For Batlow resident and businessman Cor Smit, the Tumut-Tumbarumba council merger is an opportunity.
He believes this whole region has enormous potential, especially for tourism, and that to work together to make that potential realised is a no-brainer.
“I’ve always felt that way about the whole area,” he said.
“I decided to run because I saw such a lot of negativity about the amalgamation, and I just felt that I needed to bring a voice of conciliation and reason to the whole picture. I think we have so much potential here, it really is such a wonderful area, and I think we should focus on that.”
Col has owned the Laurel Hill Berry Farm for nearly two decades. Prior to that he established the Revival Church in Wagga, which grew to over 200 members, and worked in the retail furnishing and wholesale trade in Canberra.
Locally, he is involved in the Snowy Valleys Way project and Tumbafest, and he used to own the Restawhile Cafe in Tumut. The common thread running through all of his community activities, it quickly becomes apparent, is encouraging others to come, see, and fall in love with the local district.
“Not just to see it, but so visitors can say ‘gee, this is a great place, I think I’d like to live here,’” he said.
“That happens! Councils have a role to encourage business, bring new businesses into the area, and that’s the sort of thing that I want to see happen. There’s a lot of opportunity in the whole shire for various kinds of rural businesses to be established. The truffle industry, the blueberry industry – these are examples of what I think the shire can and should be offering.
“Attracting investment and new interest in the area is very, very important. If we could all work together, it will benefit the whole shire to have people travel through. Say some major tourism facility is built in what was previously the Tumbarumba shire, the rest of us don’t need to feel that that’s their thing, and that we need to do something different.”

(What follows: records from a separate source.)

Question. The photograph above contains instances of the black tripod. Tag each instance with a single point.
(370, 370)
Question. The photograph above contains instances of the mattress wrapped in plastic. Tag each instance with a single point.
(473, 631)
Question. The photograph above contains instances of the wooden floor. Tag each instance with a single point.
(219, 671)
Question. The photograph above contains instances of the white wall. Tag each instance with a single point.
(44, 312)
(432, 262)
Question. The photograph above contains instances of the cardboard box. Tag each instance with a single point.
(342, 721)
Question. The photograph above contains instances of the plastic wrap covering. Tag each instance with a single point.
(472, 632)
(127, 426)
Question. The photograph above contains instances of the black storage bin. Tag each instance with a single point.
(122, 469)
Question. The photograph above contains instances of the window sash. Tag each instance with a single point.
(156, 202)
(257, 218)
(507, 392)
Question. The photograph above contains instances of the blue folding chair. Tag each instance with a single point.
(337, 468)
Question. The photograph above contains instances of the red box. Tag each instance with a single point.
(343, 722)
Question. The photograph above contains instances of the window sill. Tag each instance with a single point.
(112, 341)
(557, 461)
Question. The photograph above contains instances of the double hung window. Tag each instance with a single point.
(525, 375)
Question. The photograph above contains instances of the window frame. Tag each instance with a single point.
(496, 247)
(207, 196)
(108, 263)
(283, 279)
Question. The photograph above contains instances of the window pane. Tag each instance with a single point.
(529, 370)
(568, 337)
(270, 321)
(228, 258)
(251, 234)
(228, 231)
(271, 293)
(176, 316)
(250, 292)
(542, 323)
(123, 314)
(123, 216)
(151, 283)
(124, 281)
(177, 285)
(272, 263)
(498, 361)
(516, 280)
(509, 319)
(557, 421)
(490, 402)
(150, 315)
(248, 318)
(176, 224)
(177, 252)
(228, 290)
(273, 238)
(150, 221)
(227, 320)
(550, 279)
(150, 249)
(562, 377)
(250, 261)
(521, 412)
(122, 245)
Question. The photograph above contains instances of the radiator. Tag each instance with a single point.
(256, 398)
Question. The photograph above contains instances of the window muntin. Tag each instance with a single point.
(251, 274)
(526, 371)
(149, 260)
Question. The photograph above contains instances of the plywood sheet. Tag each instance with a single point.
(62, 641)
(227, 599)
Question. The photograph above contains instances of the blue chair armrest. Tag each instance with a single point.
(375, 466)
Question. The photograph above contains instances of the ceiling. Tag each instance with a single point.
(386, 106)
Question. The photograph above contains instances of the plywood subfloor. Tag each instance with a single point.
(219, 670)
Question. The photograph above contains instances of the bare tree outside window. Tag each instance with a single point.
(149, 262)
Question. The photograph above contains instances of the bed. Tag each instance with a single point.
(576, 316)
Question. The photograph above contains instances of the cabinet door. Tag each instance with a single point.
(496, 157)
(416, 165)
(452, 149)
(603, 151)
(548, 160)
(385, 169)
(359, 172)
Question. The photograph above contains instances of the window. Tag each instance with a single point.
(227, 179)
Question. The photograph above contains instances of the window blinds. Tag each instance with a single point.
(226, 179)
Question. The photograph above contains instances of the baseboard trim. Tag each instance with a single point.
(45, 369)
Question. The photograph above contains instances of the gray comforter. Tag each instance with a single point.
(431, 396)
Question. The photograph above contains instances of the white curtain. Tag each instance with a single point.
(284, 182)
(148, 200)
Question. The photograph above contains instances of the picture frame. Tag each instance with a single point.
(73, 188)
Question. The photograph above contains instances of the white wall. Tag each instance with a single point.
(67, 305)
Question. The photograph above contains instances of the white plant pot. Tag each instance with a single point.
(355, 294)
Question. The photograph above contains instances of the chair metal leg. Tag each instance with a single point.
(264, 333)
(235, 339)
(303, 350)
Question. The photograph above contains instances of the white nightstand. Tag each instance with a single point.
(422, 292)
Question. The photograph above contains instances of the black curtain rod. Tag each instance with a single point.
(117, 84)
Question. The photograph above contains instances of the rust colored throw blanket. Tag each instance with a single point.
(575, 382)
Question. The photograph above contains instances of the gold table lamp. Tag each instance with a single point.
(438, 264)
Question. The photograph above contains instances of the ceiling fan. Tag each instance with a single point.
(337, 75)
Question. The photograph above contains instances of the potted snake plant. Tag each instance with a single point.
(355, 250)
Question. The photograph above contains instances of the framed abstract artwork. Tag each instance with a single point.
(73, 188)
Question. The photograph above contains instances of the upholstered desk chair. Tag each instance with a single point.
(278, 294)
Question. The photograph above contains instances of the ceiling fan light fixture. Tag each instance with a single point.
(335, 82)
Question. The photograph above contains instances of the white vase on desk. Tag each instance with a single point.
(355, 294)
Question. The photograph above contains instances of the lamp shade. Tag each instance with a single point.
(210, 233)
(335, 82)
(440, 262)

Cor’s also had a gutful of government employees acting like the public is lucky to access their services, rather than remembering that they are there to serve the public. He’d like to play a role in establishing a shire with a strong customer service focus from top to bottom.
“I think being people-oriented rather than process-oriented; that’s an important thing,” he said.
“At so many places you go to, including government facilities, the attitude is that they are there to do their job and the public go in there to get our services, but it’s at their pleasure. That’s the wrong approach. I’d like to see a switch in that whole picture. We are there for the benefit of the public; they aren’t there for our benefit.
“If I don’t get into Council I won’t be worried, but if I do get in I’ll be working towards improving the whole image of public service and tourism facilities.
“I’d like to see Council putting on customer service seminars for tourism operators and retailers, for example, so that people leave the area thinking that that was a nice experience.”
His fundamental vision for the Snowy Valleys shire is one that is a great place to live, as well as a great place to visit.